From left: Doug Robinson, executive director, NASCIO; Dewand Neely, Indiana CIO; Mike Hussey, Utah CIO; Graeme Finley, principal, Grant Thornton.

NASCIO 2017: State CIOs Evaluate Their Roles in a Changing IT Landscape

A new survey analyzes cloud services, digital government and emerging technology.

State IT leaders and public sector experts delved into the details of a just-released survey of state CIOs during a panel discussion today at the NASCIO 2017 Annual Conference in Austin, Texas. The survey, now in its eighth year, asked CIOs to offer their take on topics ranging from the role of the CIO to cloud migration and digital government.

Over the years, the results of the annual survey have shown a trend toward “a model of the CIO actually providing more and more leadership around transformation and innovation, particularly in service delivery,” said moderator Doug Robinson, executive director of NASCIO.

The panel highlighted several key findings from the survey, which was conducted by NASCIO, CompTIA and professional services firm Grant Thornton. As it has for the past several years, the survey asked CIOs about their plans to migrate to the cloud. “All states are doing something in cloud, predominantly in the private cloud space on-premises,” Robinson said.

Almost 30 percent of survey respondents have a cloud migration strategy in place, and 55 percent have a strategy in development. Email, collaboration services, office productivity and storage are the most common services moved, but security-related services are gaining in popularity. New this year, CIOs were asked how the results of cloud migration compare with the expected benefits. In general, actual benefits aligned with initial projects, except for scalability: 81 percent of CIOs predicted scalability advantages from migration, but only 65 percent reported actual benefits.

Cloud Results in Utah and Indiana

For the state of Utah, an early adopter of cloud migration, results have met expectations, specifically with respect to staffing and recruitment challenges, said Mike Hussey, state CIO. “Where we had maybe 40 or 50 individuals to manage a particular service in the state, we’re down to two or three.” Hussey also noted that the state has created a cloud marketing team “so that we can interact with the agencies and help them understand the benefits of moving some of their legacy applications to the cloud.”

In Indiana, the hoped-for financial benefits from cloud migration did not meet expectations, said Dewand Neely, state CIO. Once a cloud migration begins, he noted, “you find out all the intricacies that you really need to take care of. So things went a little slower, which kind of hampered the expected cost savings we wanted to realize faster.”

The survey found that nearly a quarter of respondents have completed (or plan to complete in the next two or three years) a move to an off-premises Mainframe as a Service solution. More than 30 percent of CIOs said they are considering such a move.

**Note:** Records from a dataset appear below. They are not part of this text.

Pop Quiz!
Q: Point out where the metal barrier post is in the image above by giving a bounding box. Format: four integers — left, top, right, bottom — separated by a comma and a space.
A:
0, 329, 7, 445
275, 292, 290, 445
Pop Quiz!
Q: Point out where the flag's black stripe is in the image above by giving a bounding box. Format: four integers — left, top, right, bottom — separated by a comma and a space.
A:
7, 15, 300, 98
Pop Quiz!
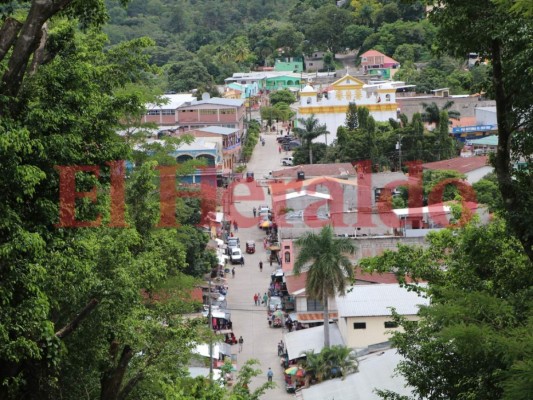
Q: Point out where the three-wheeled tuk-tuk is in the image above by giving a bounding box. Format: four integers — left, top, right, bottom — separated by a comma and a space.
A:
246, 240, 255, 254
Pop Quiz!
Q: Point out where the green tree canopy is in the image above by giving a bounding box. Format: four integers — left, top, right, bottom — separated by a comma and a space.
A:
294, 225, 355, 347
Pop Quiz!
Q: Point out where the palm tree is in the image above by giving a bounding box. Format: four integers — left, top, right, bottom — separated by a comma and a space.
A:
293, 114, 329, 164
294, 225, 355, 347
321, 346, 358, 379
421, 100, 461, 127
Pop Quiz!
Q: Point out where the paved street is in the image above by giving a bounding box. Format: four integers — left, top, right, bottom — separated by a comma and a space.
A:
222, 133, 294, 400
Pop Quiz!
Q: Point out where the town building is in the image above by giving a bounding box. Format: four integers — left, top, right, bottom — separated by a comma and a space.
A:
335, 284, 429, 348
361, 50, 400, 79
176, 97, 246, 136
297, 75, 404, 143
142, 93, 196, 126
422, 156, 494, 185
173, 126, 242, 173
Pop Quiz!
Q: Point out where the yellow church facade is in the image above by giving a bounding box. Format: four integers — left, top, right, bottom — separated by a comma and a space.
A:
297, 75, 404, 142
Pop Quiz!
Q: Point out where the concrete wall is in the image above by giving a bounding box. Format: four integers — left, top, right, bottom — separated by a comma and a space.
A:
396, 96, 496, 121
338, 315, 419, 348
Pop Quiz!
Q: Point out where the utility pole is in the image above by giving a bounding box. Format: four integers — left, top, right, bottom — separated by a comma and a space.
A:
207, 276, 213, 383
396, 135, 402, 172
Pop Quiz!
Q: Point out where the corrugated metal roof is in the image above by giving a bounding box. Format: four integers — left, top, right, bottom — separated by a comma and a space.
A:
336, 284, 429, 318
422, 156, 489, 174
190, 97, 244, 107
283, 324, 344, 360
146, 93, 196, 110
195, 126, 239, 135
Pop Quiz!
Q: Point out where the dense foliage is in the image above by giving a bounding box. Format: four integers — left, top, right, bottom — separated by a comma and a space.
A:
362, 220, 533, 400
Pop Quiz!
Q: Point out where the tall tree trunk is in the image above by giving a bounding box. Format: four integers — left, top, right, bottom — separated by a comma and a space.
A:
0, 0, 73, 100
492, 39, 533, 261
0, 18, 22, 61
323, 295, 329, 347
100, 342, 133, 400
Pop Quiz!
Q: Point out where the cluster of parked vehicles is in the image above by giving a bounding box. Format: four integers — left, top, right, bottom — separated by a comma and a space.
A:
276, 135, 302, 151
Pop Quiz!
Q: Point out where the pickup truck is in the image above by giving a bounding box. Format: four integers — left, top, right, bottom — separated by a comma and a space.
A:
229, 247, 244, 264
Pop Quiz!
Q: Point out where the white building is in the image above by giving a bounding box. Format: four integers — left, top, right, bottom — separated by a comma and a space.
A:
336, 284, 429, 348
297, 75, 404, 142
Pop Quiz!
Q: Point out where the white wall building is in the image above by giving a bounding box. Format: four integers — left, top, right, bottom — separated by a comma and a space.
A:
336, 284, 429, 348
297, 75, 404, 143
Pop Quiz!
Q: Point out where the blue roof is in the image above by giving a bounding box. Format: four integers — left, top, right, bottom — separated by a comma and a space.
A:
468, 135, 498, 146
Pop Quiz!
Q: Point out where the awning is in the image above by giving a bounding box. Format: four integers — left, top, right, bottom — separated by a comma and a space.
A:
296, 312, 339, 324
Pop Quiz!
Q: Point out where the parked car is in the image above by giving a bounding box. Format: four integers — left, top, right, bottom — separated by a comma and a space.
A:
226, 237, 241, 249
281, 157, 294, 165
257, 205, 270, 216
276, 135, 294, 144
283, 140, 302, 151
268, 296, 281, 312
230, 247, 244, 264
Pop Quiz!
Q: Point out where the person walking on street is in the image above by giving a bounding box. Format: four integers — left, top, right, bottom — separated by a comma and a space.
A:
267, 368, 274, 382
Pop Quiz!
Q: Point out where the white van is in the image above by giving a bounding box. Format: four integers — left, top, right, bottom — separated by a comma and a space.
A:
281, 157, 294, 165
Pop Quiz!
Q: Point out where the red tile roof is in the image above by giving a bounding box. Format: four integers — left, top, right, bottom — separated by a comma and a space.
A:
285, 272, 307, 295
422, 156, 488, 174
296, 312, 339, 324
285, 267, 413, 296
450, 117, 477, 128
361, 50, 399, 64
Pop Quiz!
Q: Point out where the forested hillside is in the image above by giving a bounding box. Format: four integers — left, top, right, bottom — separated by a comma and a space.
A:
104, 0, 487, 94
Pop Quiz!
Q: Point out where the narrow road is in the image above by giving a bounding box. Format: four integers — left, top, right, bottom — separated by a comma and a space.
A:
222, 129, 294, 400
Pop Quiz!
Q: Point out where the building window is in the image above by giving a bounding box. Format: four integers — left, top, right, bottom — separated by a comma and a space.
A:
307, 298, 324, 311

Saving Substantial Dollars with Digital Government

The panel also discussed digital government deployment, which envisions mobile services, common online identities, crowdsourcing and digital assistants to help navigate services. When it comes to digital government, “less than half the states really have any kind of documented strategy about what they want to do,” said Graeme Finley, principal with Grant Thornton. “On the other hand, when we asked them about their approach, about two-thirds of states actually have or are planning to create some kind of distinct digital services organization. And it appears in general that CIOs have a pretty active role in this.”

Utah has placed about 1,300 services online, Hussey said, noting that doing so has saved the state at least $13 per transaction.

When asked to name the top two challenges in delivering digital government services, 52 percent of respondents cited agency readiness and 48 percent cited budget, with security/identity management and cross-boundary collaboration close behind.

A Government That's Always Available

When asked to identify emerging technologies that will have the most impact in the next three to five years, 43 percent of respondents cited the Internet of Things. Nearly 30 percent thought artificial intelligence and machine learning would have the most impact. Just 9 percent and 2 percent, respectively, cited blockchain and connected/autonomous vehicles.

Utah is looking at virtual reality applications in travel and tourism, Hussey said. In Indiana, Neely believes that chatbots may help to alleviate repetitive tasks, free up staff time, and create a perception of government as always available. “I think digital assistants really open that door and make government seem more 24/7,” he said.